Robert Carlyle en figure de proue d’une irrémédiable dérive, parfait du bout des lèvres jusqu’au fond des yeux, comme toujours, est la caution Danny Boyle de l’opus. Visage ancré dans l’imaginaire du spectateur, capable de déraper en un claquement de dent, n’importe quand. Face à lui, Rose Byrne tient là un de ses meilleurs rôles, le sait et s’y investit pleinement, avec peut-être un peu trop de sérieux, tandis que Jeremy Renner prend avec un plaisir non feint ses premières positions de sniper avant de bientôt devenir le Hawkeye des Avengers. Plaisir cinéphile sur le gâteau de l’horreur décharnée, deux tout petits rôles pour deux grands comédiens : Idriss Elba et Harold Perrineau. Les deux gamins s’en sortent bien également, mention spéciale à la jeune Imogen Poots, belle, agile et expressive.

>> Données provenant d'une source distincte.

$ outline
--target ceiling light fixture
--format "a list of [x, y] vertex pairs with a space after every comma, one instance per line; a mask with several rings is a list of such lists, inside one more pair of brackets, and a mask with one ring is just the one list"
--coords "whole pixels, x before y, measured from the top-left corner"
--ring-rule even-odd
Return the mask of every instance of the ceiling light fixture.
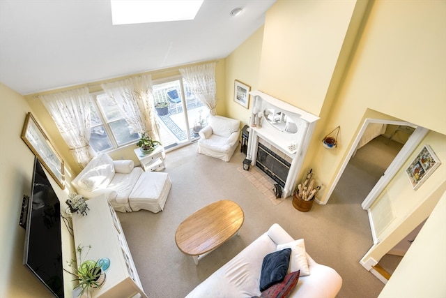
[[231, 15], [232, 15], [233, 17], [235, 17], [236, 15], [240, 15], [242, 11], [243, 11], [243, 8], [238, 7], [237, 8], [234, 8], [232, 10], [231, 10]]
[[114, 25], [194, 20], [203, 0], [110, 0]]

Si l’ensemble suit un développement attendu, le film marque tout de même par des séquences fortes où ces comédiens font la part belle à l’angoisse irrémédiable des derniers instants, ainsi que d’autres, plus



spectaculaires et visuellement impressionnantes



– comme ce moment d’abandon inéluctable, l’armée dépassée applique une certaine morale militaire sans pitié aucune, à l’américaine justement : napalm all over the city, sur les civils.
Sur tout ce qui bouge.


Les deux producteurs britanniques laissent leur bébé zombie continuer de pousser ses râles de résurrection entre les mains sûres de Juan Carlos Fresnadillo : 28 Weeks Later n’est pas l’objet du renouveau qu’était son prédécesseur mais assure la continuité et insiste sur ces nouveaux angles apportés à un genre oublié, poussiéreux. Le cinéaste espagnol profite de l’occasion pour livrer



un film nerveux, frissons glacés sur la peau blême,



soif d’extraction et objet d’angoisse irrémédiable. Calibre coup de poing pour l’horreur zombie.
Quand l’écossais sortira l’ultime épisode, l’espagnol n’aura pas à rougir de son travail.